The purpose of this post is to explain that I posit that consumers and creators alike will learn more about computer graphics topics like (General Purpose GPU usage) and virtualization of the real-world. WebVR and 360˚ content on laptops and phones will “bring people up the immersion curve” as Mike Schroepfer says. This approach where content is composed of 360˚ video and real-time 3D model content will contribute to that.

 

What is compositing?

Compositing is combining of visual elements from separate sources into single images.

How it’s achieved in Unity with 360˚ videos

As described in the talk*, 360˚ composited with real-time CG elements is essentially two spheres in a scene and 360˚ videos on the interior of each sphere with a camera at the shared center point.

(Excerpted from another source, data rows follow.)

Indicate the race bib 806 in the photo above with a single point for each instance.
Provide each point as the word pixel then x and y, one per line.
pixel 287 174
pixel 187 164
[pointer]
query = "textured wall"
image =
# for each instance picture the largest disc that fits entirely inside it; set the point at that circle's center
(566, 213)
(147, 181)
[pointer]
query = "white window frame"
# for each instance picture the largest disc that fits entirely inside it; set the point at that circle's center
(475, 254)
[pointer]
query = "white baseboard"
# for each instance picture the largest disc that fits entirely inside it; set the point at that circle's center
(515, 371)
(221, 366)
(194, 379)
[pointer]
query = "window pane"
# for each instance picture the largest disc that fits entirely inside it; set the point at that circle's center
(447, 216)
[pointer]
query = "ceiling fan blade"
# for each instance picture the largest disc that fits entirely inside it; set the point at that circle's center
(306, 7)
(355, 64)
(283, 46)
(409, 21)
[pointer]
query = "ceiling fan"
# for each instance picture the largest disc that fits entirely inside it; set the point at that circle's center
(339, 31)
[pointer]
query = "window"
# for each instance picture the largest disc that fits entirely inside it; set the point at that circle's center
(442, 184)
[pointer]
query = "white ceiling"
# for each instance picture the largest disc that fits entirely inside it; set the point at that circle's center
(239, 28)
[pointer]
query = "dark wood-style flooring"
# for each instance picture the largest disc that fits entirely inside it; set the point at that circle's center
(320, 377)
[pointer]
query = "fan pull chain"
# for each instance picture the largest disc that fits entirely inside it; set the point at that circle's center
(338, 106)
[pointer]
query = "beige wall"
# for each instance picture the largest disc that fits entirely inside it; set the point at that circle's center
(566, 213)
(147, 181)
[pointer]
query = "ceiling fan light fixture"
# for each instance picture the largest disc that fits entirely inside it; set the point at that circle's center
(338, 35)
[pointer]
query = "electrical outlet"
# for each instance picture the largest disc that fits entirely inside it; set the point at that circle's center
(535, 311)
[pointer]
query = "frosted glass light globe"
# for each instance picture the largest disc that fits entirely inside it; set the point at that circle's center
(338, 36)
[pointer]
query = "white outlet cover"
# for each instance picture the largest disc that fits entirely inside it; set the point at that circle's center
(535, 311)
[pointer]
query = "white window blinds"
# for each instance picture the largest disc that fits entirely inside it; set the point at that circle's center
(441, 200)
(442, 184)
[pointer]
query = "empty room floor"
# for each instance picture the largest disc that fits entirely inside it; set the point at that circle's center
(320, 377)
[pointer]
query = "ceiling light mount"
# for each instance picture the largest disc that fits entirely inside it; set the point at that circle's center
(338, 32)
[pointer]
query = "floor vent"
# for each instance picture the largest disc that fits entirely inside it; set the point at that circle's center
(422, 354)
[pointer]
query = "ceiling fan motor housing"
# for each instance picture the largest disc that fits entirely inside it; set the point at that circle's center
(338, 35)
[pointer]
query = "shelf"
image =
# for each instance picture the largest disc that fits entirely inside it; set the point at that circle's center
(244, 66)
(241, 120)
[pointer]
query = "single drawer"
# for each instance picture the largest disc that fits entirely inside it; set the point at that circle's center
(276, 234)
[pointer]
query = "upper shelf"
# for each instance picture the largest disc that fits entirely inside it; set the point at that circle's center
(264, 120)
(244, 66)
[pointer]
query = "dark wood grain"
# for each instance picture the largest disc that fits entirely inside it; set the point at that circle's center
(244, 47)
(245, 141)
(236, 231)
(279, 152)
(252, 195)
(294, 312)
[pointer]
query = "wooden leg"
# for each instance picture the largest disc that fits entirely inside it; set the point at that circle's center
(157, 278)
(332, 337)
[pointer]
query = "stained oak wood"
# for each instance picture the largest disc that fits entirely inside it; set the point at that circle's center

To explain, imagine the layers of the Earth as an analogy.

earth_analog

The inner core is essentially the user’s head or main camera looking around the environment. The outer core is the first 360˚ video player with a shader** applied to it masking some of the video but not all of it. Skipping the lower mantle temporarily, the upper mantle is where the second 360˚ video player is. This upper mantle is showing the same 360˚ video as the inner player but normally, without a shader. In between, the lower mantle is where users can now place digital animations, 3D objects, and UI elements that are interactable. This is where all the magic happens–specifically because the space between the two concentric 360˚ video player spheres allows for CG content to really seem in the scene. Both copies of the composited 360˚ video are exactly in alignment–meaning that as long as the user’s view position is confined to 3DoF, the user can’t tell there are two copies of this video file playing when viewing this.

Finally, for more immersion, the Crust and the rest of Space, is also a layer where any Unity object can be positioned.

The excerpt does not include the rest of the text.